Terraform Linux Provider
In a previous post, I introduced Terraform as a tool for managing infrastructure. I alluded to how Terraform works on state in an abstract sense, and in this post I’ll introduce an unorthodox implementation of that idea(fixme). Because everything in linux is a file, linux can be managed by manipulating the state of the filesystem. And what did I say Terraform was good at? That’s right, we can use Terraform to model linux’s configuration and manage it.

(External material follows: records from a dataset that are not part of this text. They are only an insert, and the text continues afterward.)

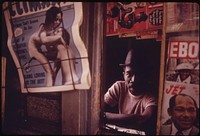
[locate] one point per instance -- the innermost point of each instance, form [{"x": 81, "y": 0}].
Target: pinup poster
[
  {"x": 143, "y": 18},
  {"x": 44, "y": 41},
  {"x": 183, "y": 54}
]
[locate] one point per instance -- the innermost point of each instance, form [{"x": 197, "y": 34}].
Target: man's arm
[{"x": 132, "y": 120}]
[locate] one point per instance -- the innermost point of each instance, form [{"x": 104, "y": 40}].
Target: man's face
[
  {"x": 58, "y": 20},
  {"x": 184, "y": 74},
  {"x": 132, "y": 80},
  {"x": 184, "y": 112}
]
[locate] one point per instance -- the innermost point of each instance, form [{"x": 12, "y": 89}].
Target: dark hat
[{"x": 129, "y": 59}]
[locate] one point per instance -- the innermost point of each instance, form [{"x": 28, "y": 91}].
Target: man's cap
[{"x": 187, "y": 66}]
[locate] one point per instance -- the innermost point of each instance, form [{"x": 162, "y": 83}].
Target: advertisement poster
[
  {"x": 181, "y": 77},
  {"x": 182, "y": 16},
  {"x": 45, "y": 44},
  {"x": 129, "y": 17}
]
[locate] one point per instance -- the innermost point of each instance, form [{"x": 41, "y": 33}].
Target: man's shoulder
[{"x": 194, "y": 131}]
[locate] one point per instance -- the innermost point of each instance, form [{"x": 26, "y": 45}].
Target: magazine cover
[
  {"x": 180, "y": 102},
  {"x": 45, "y": 44},
  {"x": 182, "y": 16}
]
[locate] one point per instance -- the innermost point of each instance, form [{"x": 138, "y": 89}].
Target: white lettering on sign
[{"x": 183, "y": 49}]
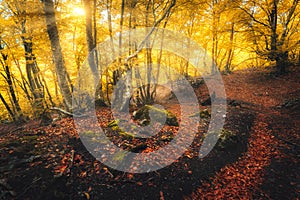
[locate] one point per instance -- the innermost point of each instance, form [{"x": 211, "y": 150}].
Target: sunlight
[{"x": 78, "y": 11}]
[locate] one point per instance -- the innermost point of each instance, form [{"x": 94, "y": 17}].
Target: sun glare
[{"x": 78, "y": 11}]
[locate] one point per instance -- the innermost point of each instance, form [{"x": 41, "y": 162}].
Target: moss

Creating a Provider Plugin
Actually, I’m not going to cover the general basics of writing a Terraform provider; that much is covered well in the guide. The Golang code is frankly quite boring - read in a data structure parsed from the HCL and make some API calls. This post will stay a bit more conceptual and show the basics of what you can do with the provider I’ve written.
Connecting to the Host
First, in order to modify the filesystem, we need a way to connect to the machine. The SFTP protocol includes a type of RPC that enables managing a remote filesystem, but I’m not convinced it adds much benefit over plain SSH. I’m working with linux systems that have a shell, and I already know enough of the shell to do what I want. When something goes wrong, I want to try repeating it via a shell command. Sending readable text instead of a binary format will only be a drop in the bucket in terms of bytes on the network.
provider "linux" {
address = "127.0.0.2:22"
private_key_pem = file("/home/user/.ssh/id_rsa")
}
That’s all we’ll need to configure this provider - the required information for establishing a SSH connection. This does assume that the public key already exists on the host, but many cloud providers support preloading such a key. Here’s an example using the TLS and Digital Ocean providers:
provider "tls" {}
resource "tls_private_key" "infra" {
algorithm = "RSA"
}
provider "digitalocean" {}
resource "digitalocean_ssh_key" "infra" {
name = "infra"
public_key = tls_private_key.infra.public_key_openssh
}
resource "digitalocean_droplet" "main" {
name = "main"
# ...
ssh_keys = [digitalocean_ssh_key.infra.id]
}
provider "linux" {
address = "${digitalocean_droplet.main.ipv4_address}:22"
private_key_pem = tls_private_key.infra.private_key_pem
}
Now this is starting to look like something I can bring up and tear down with low effort and high reproducibility.
Working with Files
Simply creating a cloud VM is the 21st century equivalent of watching grass grow. Let’s put some software on it! Say I want to run NGINX with a custom configuration file.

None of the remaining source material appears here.